16

I have an old MySQL database with encoding set to UTF-8. I am using Ado.Net Entity framework to connect to it.

The string that I retrieve from it have strange characters when ë like characters are expected.

For example: "ë" is "ë".

I thought I could get this right by converting from UTF8 to UTF16.

 return Encoding.Unicode.GetString(                
            Encoding.Convert(
            Encoding.UTF8,
            Encoding.Unicode,
            Encoding.UTF8.GetBytes(utf8)));
    }

This however doesn't change a thing.

How could I get the data from this database in proper form?

Peter
  • 511
  • 3
  • 5
  • 11

6 Answers6

38

There are two things that you need to do to support UTF-8 in the ADO.NET Entity frame work (or in general using the MySQL .NET Connector):

  1. Ensure that the collation of your database of table is a UTF-8 collation (i.e. utf8_general_ci or one of its relations)
  2. Add Charset=utf8; to your connection string.

    "Server=localhost;Database=test;Uid=test;Pwd=test;Charset=utf8;"
    

I'm not certain, but the encoding may be case sensitive; I found that CharSet=UTF8; did not work for me.

satnhak
  • 9,407
  • 5
  • 63
  • 81
3

Even if the database is set to UTF8 you must do the following things to get Unicode fields to work correctly:

  1. Ensure you are using a Unicode field type like NVARCHAR or TEXT CHARSET utf8
  2. Whenever you insert anything into the field you must prefix it with the N character to indicate Unicode data as shown in the examples below
  3. Whenever you select based on Unicode data ensure you use the N prefix again

MySqlCommand cmd = new MySqlCommand("INSERT INTO EXAMPLE (someField) VALUES (N'Unicode Data')");

MySqlCommand cmd2 = new MySqlCommand("SELECT * FROM EXAMPLE WHERE someField=N'Unicode Data'");

If the database wasn't configured correctly or the data was inserted without using the N prefix it won't be possible to get the correct data out since it will have been downcast into the Latin 1/ASCII character set

RobV
  • 28,022
  • 11
  • 77
  • 119
  • I'm afraid that that downcast issue is the case. The tables are in UTF8, but the fields are just VARCHAR. Is there no way to "upcast" it to utf8 or whatever coding to get the data back? – Peter Jun 03 '09 at 12:07
  • Strangely, the Ruby on Rails app that uses the database doesn't seem to have any problems with getting the data correctly – Peter Jun 03 '09 at 12:21
1

Try set the encoding by "set names utf8" query. You can set this parameter in mysql config too.

erenon
  • 18,838
  • 2
  • 61
  • 93
1

As others have said this could be a db issue, but it could also be caused by using an old version of the .net mysql connector.

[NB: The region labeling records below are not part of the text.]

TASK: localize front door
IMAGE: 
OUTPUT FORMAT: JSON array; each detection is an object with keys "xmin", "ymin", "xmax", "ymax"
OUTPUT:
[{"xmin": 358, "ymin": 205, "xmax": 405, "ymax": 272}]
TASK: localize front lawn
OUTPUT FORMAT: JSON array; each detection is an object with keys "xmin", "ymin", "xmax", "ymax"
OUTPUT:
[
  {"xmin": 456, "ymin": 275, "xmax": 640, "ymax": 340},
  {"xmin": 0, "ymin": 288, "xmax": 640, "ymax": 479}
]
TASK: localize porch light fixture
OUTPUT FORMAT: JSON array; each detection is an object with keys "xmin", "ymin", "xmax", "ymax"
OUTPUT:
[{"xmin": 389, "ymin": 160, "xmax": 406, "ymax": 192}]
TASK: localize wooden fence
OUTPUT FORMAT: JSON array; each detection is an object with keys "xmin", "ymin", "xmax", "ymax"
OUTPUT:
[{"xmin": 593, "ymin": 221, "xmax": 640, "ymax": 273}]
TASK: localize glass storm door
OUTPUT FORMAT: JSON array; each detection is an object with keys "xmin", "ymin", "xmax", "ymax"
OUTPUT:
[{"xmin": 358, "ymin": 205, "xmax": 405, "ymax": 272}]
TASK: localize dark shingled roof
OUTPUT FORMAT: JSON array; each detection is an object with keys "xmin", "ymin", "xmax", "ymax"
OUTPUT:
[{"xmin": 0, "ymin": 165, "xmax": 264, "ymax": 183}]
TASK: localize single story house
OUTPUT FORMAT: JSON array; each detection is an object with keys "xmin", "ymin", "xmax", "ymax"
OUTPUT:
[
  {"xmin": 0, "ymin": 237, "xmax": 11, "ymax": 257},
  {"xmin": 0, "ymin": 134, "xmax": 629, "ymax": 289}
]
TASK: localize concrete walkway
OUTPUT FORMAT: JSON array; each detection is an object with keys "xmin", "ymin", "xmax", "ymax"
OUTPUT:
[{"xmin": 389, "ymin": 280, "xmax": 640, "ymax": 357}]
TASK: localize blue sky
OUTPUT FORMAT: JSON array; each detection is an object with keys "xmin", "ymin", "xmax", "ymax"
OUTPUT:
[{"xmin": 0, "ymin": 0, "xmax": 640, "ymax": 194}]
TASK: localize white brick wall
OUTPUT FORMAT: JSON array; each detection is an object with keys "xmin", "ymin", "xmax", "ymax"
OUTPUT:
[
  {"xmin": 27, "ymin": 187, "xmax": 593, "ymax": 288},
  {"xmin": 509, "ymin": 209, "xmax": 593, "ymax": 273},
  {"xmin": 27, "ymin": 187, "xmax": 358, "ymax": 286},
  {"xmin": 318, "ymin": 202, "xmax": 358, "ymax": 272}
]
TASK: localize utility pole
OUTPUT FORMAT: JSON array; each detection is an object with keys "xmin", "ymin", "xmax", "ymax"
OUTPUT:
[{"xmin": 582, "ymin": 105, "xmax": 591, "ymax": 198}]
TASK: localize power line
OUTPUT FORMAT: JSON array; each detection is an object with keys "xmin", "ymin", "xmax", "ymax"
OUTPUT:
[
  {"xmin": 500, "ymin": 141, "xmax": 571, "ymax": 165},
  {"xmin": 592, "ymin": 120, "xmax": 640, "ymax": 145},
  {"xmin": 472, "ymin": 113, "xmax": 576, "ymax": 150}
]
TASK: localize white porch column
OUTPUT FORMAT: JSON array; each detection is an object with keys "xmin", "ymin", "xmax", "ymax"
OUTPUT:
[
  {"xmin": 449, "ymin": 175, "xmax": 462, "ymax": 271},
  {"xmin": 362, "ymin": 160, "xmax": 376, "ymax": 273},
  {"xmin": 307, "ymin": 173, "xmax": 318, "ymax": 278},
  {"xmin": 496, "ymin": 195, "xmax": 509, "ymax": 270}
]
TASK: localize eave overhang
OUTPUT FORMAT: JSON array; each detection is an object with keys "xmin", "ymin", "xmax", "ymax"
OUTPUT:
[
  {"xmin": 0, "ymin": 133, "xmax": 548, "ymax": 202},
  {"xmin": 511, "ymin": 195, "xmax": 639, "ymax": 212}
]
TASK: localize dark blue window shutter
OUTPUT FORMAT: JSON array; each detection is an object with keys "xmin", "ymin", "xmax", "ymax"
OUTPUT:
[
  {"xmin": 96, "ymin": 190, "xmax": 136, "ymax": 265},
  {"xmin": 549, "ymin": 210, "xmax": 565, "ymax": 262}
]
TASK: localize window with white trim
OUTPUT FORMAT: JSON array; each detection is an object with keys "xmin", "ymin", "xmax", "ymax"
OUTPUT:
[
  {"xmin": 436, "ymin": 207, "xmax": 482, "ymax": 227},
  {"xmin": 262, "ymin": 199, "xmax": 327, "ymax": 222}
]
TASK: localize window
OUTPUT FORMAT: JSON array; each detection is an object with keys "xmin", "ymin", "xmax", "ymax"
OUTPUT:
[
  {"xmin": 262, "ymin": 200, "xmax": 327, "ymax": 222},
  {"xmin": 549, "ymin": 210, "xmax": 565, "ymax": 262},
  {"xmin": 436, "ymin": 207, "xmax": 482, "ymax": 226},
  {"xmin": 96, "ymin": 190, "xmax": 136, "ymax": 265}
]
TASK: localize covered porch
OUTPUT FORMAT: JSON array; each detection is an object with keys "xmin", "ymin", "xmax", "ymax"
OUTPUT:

What I actually wanted to comment on was the utf8 to utf16 conversion. The string you are trying to convert is actually alreay unicode encoded, so your "ë" characters actually takes up 4 bytes (or more) and are no longer, at the point of your conversion, a misrepresentation of the "ë" character. That is the reason why your conversion doesn't do anything. If you want to do a conversion like that I think you would have to encode your utf8 string as a old style 1 byte per character string, using a codepage where the byte values of à and « actually represent the utf8 byte sequence of ë and then treat the bytes of this new string as an utf8 string. Fun stuff.

JJJ
  • 509
  • 1
  • 6
  • 14
0

thank you The Mouth of a Cow , your solution works but still we need converting characters. i think this is your problem :) and for converting characters you can use this code

 System.Text.Encoding utf_8 = System.Text.Encoding.UTF8;

 string s = "unicode";

 //string to utf
 byte[] utf = System.Text.Encoding.UTF8.GetBytes(s);

 //utf to string
 string s2= System.Text.Encoding.UTF8.GetString(utf);
Farhan
  • 96
  • 2
  • 11
0
"Server=localhost;Database=test;Uid=test;Pwd=test;Charset=utf8;"

It worked - PowerShell 7.2, MySQL Connector 8.0.29

Suraj Rao
  • 29,388
  • 11
  • 94
  • 103